Asthma is an inflammatory lung disease. The inflammation causes the airways in your lungs to become sensitive and narrow when triggered by factors such as cold air, exercise, infection or allergens. People with asthma have episodes of breathing problems in which the airways become blocked and breathing becomes difficult, with wheezing or cough. Asthma cannot be cured but it can be controlled with a good management plan. You can achieve control of your asthma by working with your doctor to understand your condition, by using the proper medications, by avoiding triggers, by learning to manage your asthma episode.


Bronchitis is an inflammation of the lining of your bronchial tubes, which carry air to and from your lungs. People who have bronchitis often cough up thickened mucus, which can be discolored. Bronchitis may be either acute or chronic. Acute bronchitis usually improves within a few days without lasting effects, although you may continue to cough for weeks. However, if you have repeated bouts of bronchitis, you may have chronic bronchitis, which requires evaluation. Smoking is a major risk factor for bronchitis.

Chronic Obstructive Pulmonary Disease (COPD)

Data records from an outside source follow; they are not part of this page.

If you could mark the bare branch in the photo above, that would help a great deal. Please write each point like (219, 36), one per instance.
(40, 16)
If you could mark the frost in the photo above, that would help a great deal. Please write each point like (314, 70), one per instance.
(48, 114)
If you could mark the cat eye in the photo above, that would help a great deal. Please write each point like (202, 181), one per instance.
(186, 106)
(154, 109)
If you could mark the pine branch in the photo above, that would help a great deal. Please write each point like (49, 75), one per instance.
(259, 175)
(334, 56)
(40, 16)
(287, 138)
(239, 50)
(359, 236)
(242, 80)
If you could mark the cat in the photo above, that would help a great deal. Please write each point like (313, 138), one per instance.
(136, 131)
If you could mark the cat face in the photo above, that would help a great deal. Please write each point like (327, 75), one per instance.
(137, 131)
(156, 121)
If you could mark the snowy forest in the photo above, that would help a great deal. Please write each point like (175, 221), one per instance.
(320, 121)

COPD, or chronic obstructive pulmonary disease, is a progressive disease that makes it hard to breath. COPD can cause coughing that produces large amounts of mucus (phlegm), wheezing, shortness of breath, chest tightness, and other symptoms. Cigarette smoking is the leading cause of COPD. Most people who have COPD smoke or used to smoke. Long-term exposure to other lung irritants – such as air pollution, chemical fumes, or dust may also contribute to COPD.

Chronic Cough

A chronic cough is a cough that lasts eight weeks or longer in adults, or four weeks in children. A chronic cough is more than just an annoyance. A chronic cough can interrupt your sleep and leave you feeling exhausted. Severe cases of chronic cough can cause vomiting, lightheadedness and even rib fractures. The most common causes of chronic cough are tobacco use, asthma, postnasal drip from allergies, or acid reflux. Fortunately, chronic cough typically disappears once the underlying problem is treated.